マルセさんの姿を最後まで追い続けた写真家がいる。角田武さん。私たちよりはるかに長く芸人マルセ太郎をファインダーに捉え続けた人だ。葬儀も終わってしばらく経ち、TBSを訪れてくれた角田さんに、取材を続けられなかった自分の不甲斐なさについて打ち明けてみた。いつもは柔和な口調をやや強めて彼はこう言った。「赤阪さん、本当に惜しいことをしたよそれは。ちゃんと取材お願いしなきゃダメじゃないか。マルセさん、君なら撮らせてくれたかもしれない。よく君の話をしていたんだ。“赤阪ならこのシーン、こんな風に撮るだろうな”とか。その機会を前に怖がっていたなんて、取材者としてどうなんだ?」

そんなことがあったのか、そんなことを彼は言っていたのか。心がチクンと痛み、涙がわいた。でも、今となっては全ては仮定の話だ。もし取材を続けられたら、マルセさんはどんな顔を見せ、どんな声を聞かせてくれただろう…。答えの出るはずもない自問自答は、恐らく一生続くと思う。

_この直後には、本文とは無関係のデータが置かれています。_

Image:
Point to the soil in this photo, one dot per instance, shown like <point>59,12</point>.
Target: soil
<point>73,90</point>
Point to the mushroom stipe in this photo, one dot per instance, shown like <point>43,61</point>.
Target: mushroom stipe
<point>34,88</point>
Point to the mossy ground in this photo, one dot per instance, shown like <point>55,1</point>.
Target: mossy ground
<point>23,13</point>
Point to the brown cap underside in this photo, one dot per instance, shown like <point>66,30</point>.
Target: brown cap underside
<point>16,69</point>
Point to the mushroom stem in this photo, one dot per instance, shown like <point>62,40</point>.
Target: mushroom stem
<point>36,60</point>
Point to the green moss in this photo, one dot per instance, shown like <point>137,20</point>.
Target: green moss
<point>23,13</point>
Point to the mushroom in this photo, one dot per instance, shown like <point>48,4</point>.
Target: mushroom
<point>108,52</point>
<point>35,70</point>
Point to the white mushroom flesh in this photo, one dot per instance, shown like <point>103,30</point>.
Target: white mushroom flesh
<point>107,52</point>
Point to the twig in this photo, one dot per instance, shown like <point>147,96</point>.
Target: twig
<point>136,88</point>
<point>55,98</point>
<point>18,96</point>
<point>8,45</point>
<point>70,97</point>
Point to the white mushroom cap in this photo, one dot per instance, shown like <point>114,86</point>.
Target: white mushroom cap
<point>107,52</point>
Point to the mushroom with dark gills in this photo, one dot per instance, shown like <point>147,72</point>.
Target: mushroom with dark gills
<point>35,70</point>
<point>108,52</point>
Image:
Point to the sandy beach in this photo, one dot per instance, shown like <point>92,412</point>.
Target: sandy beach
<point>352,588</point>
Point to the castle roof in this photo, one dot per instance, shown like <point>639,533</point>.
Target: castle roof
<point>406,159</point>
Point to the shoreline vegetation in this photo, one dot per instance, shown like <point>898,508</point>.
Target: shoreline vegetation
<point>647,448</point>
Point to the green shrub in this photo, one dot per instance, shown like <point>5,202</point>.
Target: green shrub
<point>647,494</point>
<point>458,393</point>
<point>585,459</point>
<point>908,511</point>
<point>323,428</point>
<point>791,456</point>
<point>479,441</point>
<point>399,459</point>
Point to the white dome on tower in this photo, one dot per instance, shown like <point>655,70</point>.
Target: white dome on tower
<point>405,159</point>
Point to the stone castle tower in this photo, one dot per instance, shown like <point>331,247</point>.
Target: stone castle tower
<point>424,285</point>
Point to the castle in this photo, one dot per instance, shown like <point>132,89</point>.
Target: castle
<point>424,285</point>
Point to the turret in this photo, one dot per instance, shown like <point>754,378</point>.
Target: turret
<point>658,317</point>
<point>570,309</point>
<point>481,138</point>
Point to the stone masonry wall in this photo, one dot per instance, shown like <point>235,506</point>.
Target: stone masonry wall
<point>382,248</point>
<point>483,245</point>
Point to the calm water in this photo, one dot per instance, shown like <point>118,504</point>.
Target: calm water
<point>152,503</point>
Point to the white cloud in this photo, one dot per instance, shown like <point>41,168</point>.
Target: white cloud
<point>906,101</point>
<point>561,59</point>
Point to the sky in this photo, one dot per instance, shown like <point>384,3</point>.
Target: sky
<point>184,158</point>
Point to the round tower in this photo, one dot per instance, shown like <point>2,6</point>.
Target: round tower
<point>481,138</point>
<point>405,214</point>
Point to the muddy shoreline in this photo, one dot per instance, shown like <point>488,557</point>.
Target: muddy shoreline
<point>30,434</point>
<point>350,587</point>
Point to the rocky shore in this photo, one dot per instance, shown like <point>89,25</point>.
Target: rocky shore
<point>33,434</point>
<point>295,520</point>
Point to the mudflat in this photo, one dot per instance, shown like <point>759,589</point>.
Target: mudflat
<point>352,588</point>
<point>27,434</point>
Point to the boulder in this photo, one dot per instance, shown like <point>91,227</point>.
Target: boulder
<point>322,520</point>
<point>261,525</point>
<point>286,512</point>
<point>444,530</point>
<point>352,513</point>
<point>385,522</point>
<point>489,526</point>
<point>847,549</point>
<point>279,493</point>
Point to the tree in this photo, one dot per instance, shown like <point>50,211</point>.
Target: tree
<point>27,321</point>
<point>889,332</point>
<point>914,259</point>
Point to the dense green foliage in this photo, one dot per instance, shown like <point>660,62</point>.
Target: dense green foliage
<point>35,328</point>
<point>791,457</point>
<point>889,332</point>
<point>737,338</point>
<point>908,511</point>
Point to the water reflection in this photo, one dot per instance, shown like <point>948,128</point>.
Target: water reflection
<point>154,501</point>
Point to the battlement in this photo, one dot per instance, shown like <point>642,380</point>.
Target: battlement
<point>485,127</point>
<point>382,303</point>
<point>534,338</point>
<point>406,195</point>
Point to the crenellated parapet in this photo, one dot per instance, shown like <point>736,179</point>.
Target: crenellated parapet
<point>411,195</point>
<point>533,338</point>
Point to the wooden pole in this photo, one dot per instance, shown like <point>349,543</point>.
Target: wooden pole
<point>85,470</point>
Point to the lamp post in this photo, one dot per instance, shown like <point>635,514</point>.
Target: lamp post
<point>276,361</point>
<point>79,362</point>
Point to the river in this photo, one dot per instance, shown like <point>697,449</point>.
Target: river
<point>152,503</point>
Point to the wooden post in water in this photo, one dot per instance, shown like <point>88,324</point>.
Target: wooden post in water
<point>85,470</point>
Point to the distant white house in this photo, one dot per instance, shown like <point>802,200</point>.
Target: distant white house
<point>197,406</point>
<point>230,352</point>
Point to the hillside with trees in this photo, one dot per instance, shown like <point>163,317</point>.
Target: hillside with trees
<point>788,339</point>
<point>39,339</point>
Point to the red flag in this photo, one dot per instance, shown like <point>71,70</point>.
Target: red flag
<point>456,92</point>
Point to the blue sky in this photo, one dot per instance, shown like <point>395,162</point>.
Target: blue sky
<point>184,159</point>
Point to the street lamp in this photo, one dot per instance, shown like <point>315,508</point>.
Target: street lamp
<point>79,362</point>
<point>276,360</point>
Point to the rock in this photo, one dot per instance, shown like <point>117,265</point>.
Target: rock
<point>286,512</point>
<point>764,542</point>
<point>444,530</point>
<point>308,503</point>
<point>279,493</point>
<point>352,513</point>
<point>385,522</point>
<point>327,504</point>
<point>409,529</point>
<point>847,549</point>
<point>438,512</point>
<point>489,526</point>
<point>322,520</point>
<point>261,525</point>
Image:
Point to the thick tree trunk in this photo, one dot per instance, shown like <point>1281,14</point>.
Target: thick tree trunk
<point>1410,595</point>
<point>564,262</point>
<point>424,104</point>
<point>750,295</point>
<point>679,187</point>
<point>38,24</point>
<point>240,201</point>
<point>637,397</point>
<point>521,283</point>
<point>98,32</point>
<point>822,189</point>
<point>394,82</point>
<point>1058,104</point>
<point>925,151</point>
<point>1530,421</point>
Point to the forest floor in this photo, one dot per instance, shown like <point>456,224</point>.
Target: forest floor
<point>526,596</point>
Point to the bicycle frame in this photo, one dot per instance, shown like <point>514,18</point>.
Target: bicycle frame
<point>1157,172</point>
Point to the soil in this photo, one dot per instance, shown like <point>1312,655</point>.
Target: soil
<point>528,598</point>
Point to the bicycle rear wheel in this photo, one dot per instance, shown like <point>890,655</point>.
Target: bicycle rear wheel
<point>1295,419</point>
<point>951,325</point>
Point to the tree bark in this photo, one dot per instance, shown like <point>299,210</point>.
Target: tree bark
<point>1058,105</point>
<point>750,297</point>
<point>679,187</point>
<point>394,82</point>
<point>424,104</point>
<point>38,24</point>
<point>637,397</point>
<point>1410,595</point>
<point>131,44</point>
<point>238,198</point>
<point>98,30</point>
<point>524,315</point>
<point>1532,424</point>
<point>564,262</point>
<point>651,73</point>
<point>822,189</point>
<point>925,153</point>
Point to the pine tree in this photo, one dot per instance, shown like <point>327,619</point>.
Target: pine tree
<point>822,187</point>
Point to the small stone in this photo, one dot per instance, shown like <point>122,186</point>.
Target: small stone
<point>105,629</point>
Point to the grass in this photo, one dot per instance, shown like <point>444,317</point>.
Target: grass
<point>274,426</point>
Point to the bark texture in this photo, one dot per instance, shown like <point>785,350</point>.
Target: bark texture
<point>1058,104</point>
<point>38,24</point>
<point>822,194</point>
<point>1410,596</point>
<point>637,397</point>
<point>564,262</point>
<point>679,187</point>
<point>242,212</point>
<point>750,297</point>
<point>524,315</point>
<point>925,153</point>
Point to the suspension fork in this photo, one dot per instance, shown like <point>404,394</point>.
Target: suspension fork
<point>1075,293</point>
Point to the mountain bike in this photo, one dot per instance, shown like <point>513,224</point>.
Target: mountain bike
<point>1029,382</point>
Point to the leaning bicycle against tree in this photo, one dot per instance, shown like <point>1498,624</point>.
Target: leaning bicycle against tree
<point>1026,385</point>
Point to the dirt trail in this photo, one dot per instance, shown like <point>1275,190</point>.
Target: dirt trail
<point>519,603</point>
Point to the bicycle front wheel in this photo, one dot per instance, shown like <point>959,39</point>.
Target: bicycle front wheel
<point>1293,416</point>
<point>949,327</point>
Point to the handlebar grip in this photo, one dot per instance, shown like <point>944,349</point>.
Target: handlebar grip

済州島には民俗石像として「トルハルバン(石のおじいさん)」というのがある。帽子を被り、ギョロ目の石像は、見れば見るほどマルセさんにそっくりだった。韓国の公演旅行の記念にと、土産物屋で小さなトルハルバンを買ってマルセさんに渡した。「そっくりですよ」と言うと、マルセさんはただでさえ眼光鋭い目をさらにむいて、顔真似をしてくれた。小さな石像はマルセさん宅の門柱の上に置かれ、その後長らくにらみをきかせていた。

思い返せば、あのマルセ太郎と「腹の探り合い」をさせてもらえたというのは、私の取材者人生最大の幸せだった。一番組をきっかけにした出会いだったが、それ以上のお付き合いが出来たのではないか。こちらがそう気負えば気負うほど、マルセさんがどこかで笑っているような気がする。「君もまだまだやな…」と。マルセさん、私もそろそろ取材させてもらった頃のあなたの年代に近づいてるんです。でも、ホンマにまだまだですわ。